La strada portava a una porta ad arco, alta venti piedi, spalancata e sorvegliata da Guardie della Regina, in giubba rossa e pettorale scintillante; le guardie diedero a Thom e a Mat la stessa occhiata che davano agli altri e non badarono neppure al bastone ferrato posto di traverso sulla sella di Mat: parevano preoccuparsi soltanto che il traffico scorresse senza intoppi. Mat e Thom varcarono la porta. Snelle torri si alzavano anche più in alto di quelle di guardia e le cupole mandavano riflessi bianchi e dorati sopra le vie formicolanti di gente. Appena all’interno delle mura, la strada si divideva in due vie parallele separate da un’ampia striscia erbosa e alberata. Le colline formavano una sorta di scalinata verso il cocuzzolo circondato da mura d’un bianco scintillante come quelle di Tar Valon, che racchiudevano altre cupole e torri. Si trattava della Città Interna, ricordò Mat: in cima al cocuzzolo sorgeva il Palazzo Reale.

«Inutile aspettare» disse a Thom. «Consegno subito la lettera.» Guardò le portantine e le carrozze che fendevano la folla, le botteghe che esponevano mercanzie. «Si può guadagnare dell’oro, Thom, in questa città; basta trovare dove si gioca a dadi o a carte.» Con queste ultime aveva meno fortuna che con i dadi, però pochi, a parte i nobili e i ricchi, vi giocavano.

Thom sbadigliò e si strinse nel manto da menestrello come se fosse una coperta. «Abbiamo cavalcato tutta la notte, ragazzo» rispose. «Prima, almeno, troviamo qualcosa da mangiare.

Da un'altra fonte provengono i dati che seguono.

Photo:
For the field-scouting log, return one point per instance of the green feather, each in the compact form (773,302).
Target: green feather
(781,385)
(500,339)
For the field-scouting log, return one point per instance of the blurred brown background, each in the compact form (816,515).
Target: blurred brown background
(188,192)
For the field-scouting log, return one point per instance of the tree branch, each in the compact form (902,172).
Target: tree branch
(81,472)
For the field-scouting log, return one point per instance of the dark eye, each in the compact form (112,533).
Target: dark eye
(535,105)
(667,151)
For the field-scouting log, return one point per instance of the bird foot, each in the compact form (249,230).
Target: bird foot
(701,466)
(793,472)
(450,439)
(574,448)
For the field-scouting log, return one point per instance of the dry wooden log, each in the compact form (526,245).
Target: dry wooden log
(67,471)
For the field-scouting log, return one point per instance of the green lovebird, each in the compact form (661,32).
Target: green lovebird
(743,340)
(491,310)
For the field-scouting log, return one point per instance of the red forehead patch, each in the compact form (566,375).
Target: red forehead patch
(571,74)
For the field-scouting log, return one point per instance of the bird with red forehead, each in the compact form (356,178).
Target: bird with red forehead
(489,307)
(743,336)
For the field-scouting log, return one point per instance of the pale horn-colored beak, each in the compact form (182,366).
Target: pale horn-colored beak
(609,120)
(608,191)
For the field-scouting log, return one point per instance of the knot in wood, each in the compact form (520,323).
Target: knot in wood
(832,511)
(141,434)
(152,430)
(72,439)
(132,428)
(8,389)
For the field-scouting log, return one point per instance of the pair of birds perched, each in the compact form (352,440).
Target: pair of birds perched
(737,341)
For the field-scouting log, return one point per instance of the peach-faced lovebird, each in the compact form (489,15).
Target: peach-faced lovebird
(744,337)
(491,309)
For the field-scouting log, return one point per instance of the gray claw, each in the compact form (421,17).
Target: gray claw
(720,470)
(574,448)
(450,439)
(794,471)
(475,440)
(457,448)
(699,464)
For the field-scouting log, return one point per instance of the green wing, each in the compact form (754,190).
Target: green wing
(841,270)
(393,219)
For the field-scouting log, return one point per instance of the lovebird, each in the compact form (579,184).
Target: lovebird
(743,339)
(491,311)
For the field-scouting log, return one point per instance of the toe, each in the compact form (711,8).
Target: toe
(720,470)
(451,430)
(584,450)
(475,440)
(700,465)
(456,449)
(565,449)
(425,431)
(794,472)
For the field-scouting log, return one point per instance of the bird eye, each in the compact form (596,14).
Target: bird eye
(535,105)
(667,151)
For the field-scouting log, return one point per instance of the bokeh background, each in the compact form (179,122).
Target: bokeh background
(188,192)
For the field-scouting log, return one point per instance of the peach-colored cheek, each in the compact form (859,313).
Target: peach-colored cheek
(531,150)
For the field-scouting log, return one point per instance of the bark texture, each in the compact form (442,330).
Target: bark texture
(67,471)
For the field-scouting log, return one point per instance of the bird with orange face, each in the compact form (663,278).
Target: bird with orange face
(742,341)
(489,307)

Alla Benedizione della Regina si mangia bene.» Sbadigliò di nuovo. «E si dorme bene.»

«Mi ricordo» disse lentamente Mat. In un certo modo, era vero. Ricordava il nome del grasso e brizzolato locandiere, mastro Gill. Proprio in quella locanda Moiraine aveva raggiunto Rand e Mat stesso, quando Mat pensava che finalmente si erano liberati di lei. Ma ora Moiraine era lontano a giocare il suo gioco con Rand, non aveva niente a che fare con lui. Non più. «Passerò da lì, Thom» soggiunse. «Ho detto che mi sarei liberato della lettera entro un’ora dall’arrivo in città e sono deciso a farlo. Tu vai avanti.»

Thom annuì e cambiò direzione; sbadigliando ancora, girò la testa. «Non perderti, ragazzo» disse a mo’ di saluto. «Caemlyn è una città grande.»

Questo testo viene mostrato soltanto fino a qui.